Capítulo 43
Moscú, 27 de junio de 1914
Las sábanas de seda se pegaban a su cuerpo sudoroso. No dejaba de dar vueltas y durante la noche se había levantado sobresaltado. A mitad de la noche no pudo aguantar más y poniéndose el batín se sentó frente a su escritorio. Cogió un rosario y un pequeño libro de meditaciones e intentó que sus rezos le transmitieran un poco de calma antes de regresar a la cama. Todo fue inútil. Una y otra vez la misma idea rondaba por su cabeza. No puedes hacerlo, Nicolás, se decía. Varias veces estuvo a punto de tirar del cordón para avisar a los criados, pero se contentó con caminar de un lado para otro o mirar a través de los cristales la noche moscovita. Cuando estaba a punto de amanecer, despertó a uno de los asistentes que dormía en un banco a los pies de su puerta y éste reaccionó sobresaltado.
—Dador, quiero que vayas ahora mismo a la casa del gran duque Nicolascha. Me has entendido. Quiero que venga inmediatamente a verme.

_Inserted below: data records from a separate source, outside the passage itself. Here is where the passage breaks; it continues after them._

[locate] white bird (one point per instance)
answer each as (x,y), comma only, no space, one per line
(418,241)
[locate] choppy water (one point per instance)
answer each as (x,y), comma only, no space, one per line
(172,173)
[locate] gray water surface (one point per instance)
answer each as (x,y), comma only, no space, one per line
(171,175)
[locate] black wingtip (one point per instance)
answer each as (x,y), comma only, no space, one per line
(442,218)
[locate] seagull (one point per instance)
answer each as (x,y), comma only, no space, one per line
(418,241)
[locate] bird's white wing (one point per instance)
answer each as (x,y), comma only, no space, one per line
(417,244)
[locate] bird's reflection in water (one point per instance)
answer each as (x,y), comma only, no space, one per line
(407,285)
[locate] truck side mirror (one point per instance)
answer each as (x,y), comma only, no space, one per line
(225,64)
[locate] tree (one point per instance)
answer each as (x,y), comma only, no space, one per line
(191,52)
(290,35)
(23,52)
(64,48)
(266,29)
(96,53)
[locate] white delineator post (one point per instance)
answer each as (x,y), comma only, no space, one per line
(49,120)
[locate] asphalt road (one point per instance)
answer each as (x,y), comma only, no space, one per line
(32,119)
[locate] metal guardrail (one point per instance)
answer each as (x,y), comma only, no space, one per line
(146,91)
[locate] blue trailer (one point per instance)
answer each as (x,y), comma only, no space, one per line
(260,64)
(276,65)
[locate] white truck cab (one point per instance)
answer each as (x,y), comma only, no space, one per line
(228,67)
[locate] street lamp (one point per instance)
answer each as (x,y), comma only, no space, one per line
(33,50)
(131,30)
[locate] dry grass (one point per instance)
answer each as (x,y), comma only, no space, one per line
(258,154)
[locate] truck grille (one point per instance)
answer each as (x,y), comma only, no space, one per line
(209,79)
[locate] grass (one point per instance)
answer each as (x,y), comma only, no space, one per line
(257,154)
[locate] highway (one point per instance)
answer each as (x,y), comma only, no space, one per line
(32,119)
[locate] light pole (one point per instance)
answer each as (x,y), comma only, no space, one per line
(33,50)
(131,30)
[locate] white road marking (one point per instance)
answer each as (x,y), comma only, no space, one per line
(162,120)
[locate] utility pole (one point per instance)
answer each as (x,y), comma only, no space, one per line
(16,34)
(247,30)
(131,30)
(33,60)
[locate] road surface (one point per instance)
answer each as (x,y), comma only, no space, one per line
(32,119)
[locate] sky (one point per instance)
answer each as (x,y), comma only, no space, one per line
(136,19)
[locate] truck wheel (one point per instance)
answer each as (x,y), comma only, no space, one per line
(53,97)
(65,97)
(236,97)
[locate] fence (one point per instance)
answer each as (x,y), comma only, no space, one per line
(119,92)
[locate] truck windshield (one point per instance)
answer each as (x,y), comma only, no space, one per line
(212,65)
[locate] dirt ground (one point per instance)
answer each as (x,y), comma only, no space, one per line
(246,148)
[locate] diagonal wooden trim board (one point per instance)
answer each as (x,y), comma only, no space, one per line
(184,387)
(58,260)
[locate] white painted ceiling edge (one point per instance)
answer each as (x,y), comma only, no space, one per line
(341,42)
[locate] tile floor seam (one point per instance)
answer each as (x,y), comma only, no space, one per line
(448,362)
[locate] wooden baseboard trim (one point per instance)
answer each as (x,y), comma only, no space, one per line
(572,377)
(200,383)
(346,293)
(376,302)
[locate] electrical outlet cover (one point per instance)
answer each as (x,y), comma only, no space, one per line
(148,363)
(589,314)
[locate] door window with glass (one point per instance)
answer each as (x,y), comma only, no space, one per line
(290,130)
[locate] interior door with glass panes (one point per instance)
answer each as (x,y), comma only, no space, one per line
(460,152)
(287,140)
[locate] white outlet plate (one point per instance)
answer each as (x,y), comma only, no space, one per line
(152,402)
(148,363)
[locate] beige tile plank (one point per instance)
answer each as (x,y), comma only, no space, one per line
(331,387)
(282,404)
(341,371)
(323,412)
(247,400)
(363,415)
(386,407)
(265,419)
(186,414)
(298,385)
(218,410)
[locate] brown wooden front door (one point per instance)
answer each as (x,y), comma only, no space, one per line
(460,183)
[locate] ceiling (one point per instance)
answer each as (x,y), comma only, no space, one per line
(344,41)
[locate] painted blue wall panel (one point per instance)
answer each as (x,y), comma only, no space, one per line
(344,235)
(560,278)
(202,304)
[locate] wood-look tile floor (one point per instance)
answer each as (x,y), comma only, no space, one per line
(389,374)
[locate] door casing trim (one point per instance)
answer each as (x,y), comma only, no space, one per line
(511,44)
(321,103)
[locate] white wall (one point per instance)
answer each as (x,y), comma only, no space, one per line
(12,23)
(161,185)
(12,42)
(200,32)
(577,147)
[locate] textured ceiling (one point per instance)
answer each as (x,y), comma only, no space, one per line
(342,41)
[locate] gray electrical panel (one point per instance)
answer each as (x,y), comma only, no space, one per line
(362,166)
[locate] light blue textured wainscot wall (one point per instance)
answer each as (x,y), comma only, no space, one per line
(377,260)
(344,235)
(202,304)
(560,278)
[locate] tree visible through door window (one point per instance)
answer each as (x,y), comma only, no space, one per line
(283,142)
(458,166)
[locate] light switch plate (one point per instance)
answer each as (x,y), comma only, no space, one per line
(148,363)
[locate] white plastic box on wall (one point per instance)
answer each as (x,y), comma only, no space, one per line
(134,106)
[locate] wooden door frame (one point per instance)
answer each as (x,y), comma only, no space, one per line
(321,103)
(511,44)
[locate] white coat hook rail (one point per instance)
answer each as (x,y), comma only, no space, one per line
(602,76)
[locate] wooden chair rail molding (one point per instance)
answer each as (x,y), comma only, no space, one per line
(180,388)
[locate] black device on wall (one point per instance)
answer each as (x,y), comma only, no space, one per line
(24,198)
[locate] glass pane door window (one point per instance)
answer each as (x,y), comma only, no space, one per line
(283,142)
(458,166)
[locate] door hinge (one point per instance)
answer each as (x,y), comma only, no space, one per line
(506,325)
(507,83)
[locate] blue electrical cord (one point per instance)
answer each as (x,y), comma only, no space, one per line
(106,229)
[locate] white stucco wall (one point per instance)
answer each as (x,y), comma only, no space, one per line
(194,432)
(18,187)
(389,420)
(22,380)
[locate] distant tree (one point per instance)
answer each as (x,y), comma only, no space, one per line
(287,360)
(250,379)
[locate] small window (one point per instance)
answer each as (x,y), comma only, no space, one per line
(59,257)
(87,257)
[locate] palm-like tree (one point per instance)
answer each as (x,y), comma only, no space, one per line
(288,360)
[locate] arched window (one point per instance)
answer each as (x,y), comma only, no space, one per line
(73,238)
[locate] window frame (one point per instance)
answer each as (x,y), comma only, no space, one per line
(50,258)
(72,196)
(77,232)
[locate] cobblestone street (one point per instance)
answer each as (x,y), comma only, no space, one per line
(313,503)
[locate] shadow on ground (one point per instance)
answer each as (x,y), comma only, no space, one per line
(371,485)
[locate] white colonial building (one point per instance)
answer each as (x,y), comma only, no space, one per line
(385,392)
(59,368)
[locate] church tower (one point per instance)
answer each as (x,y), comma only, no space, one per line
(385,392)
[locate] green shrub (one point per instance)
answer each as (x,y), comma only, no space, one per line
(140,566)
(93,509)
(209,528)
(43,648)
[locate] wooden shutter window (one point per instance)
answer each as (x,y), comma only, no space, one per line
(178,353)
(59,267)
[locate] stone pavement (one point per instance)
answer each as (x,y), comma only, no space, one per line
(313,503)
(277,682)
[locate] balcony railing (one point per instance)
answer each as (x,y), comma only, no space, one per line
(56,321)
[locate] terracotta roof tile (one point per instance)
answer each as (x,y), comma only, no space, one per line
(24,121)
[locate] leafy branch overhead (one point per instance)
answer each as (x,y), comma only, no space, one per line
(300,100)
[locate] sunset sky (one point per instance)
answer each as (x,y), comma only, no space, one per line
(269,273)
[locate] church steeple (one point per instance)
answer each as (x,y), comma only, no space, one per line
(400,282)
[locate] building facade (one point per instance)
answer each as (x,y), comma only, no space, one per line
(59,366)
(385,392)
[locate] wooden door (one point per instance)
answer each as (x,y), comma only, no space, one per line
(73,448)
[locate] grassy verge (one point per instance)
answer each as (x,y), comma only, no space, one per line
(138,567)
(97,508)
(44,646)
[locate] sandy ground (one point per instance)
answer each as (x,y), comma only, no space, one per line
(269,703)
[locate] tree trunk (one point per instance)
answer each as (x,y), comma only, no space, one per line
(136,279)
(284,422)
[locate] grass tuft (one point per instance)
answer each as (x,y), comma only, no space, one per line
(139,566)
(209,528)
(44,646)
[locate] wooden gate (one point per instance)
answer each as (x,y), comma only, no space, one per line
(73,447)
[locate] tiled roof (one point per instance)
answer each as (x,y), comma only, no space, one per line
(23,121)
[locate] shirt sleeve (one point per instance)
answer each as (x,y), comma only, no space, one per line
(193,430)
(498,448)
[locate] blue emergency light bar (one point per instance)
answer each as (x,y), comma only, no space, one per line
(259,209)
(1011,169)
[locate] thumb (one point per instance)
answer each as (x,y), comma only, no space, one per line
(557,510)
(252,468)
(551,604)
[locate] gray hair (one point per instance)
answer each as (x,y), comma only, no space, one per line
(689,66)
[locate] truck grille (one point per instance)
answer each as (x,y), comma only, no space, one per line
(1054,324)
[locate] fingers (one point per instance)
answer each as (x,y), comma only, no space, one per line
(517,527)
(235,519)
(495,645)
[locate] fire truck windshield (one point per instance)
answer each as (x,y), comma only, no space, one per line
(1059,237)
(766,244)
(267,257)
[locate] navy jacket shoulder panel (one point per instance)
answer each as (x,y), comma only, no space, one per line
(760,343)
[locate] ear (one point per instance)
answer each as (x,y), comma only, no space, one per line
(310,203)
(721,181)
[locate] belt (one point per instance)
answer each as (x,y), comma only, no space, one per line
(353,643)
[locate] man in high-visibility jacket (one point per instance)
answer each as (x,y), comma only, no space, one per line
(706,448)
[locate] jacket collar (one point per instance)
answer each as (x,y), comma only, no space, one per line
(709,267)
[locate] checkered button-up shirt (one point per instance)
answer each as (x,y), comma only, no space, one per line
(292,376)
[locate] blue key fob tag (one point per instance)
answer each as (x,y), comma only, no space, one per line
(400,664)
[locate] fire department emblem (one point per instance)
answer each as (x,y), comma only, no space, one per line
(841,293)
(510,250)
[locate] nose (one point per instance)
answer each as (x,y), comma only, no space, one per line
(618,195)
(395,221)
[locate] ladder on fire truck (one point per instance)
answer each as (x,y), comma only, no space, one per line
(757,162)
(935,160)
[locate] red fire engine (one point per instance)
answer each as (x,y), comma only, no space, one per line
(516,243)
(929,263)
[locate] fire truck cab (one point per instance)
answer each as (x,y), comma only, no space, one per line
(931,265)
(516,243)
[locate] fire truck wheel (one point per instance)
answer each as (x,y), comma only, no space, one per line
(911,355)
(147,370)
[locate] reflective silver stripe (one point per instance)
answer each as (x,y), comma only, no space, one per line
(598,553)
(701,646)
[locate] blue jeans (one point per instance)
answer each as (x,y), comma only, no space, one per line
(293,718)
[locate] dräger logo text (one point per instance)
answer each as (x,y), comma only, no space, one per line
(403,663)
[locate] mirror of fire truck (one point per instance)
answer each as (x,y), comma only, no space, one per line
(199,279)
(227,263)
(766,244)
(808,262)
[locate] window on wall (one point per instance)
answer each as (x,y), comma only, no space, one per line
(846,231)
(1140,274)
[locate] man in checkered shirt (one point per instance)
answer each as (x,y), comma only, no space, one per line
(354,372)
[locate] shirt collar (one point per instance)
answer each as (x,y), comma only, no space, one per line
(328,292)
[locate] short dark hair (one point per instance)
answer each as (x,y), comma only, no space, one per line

El criado corrió escaleras abajo mientras el zar regresaba a su cámara. Se volvió a tumbar en la cama, pero todo era inútil. Su mente y su cuerpo estaban soportando una gran tensión nerviosa. Unos veinte minutos más tarde escuchó que alguien llamaba a la puerta.
—Adelante.
—Majestad.
—Nicolascha, gracias por venir.
—¿Qué sucede, majestad?
—El zar se levantó de la cama y se acercó al Duque. Su rostro reflejaba el cansancio y desesperación de un hombre asustado.
—Nicolascha, no puedo hacerlo.
—¿El qué, majestad?
—No puedo enviar a unos sicarios para que terminen con el archiduque —dijo el zar y su voz intentó disimular el nudo en la garganta que le producía sus dudas.
—Pero, majestad, quedan unas horas para que nuestros hombres actúen. Es imposible parar la misión ahora.
—No está bien, Nicolascha. No podemos matar a un hombre a sangre fría.
—Pero conoce los informes que tenemos sobre el archiduque, cuando muera su tío él puede convertirse en el líder que los germanos necesitan. ¿Se imagina a todos los alemanes unidos contra nosotros?
—Hay formas honorables de vencer a nuestros enemigos.
—Un gobernante tiene que usar la astucia y la sorpresa, majestad.
—La astucia y la sorpresa son una cosa, el asesinato es otra muy distinta.
—Es un asesinato de estado, majestad. Usted no le mata por odio o venganza, es simplemente política.
—Nicolascha, si vamos por ahí matando a reyes y príncipes, que impide que un día no nos maten a nosotros. Entonces cualquiera puede asesinar a su rey, destruir el Estado, destruir la civilización.
—Si no actuamos, majestad, los alemanes y austríacos ayudarán a los turcos. Es el momento de ponerse en marcha.
El zar se acercó a su escritorio y tomó uno de los papeles. Escribió rápidamente una carta y se la entregó al Duque.
—Mi voluntad es que no se mate al archiduque —dijo tajante.
—Es imposible que su orden llegue a tiempo.
—¡Pues mándela por telegrama! ¡Envíe uno a la policía de Sarajevo!
—Eso nos implicaría a nosotros. Sabrían que estábamos detrás de todo y la guerra surgiría de todas formas.
El zar continuó con el brazo extendido y la carta en la mano. El gran duque le miró primero con lástima y después con desprecio. Se dio la vuelta y le dejó sólo. Cuando cerraba la puerta de la habitación escuchó como el zar lloraba al otro lado.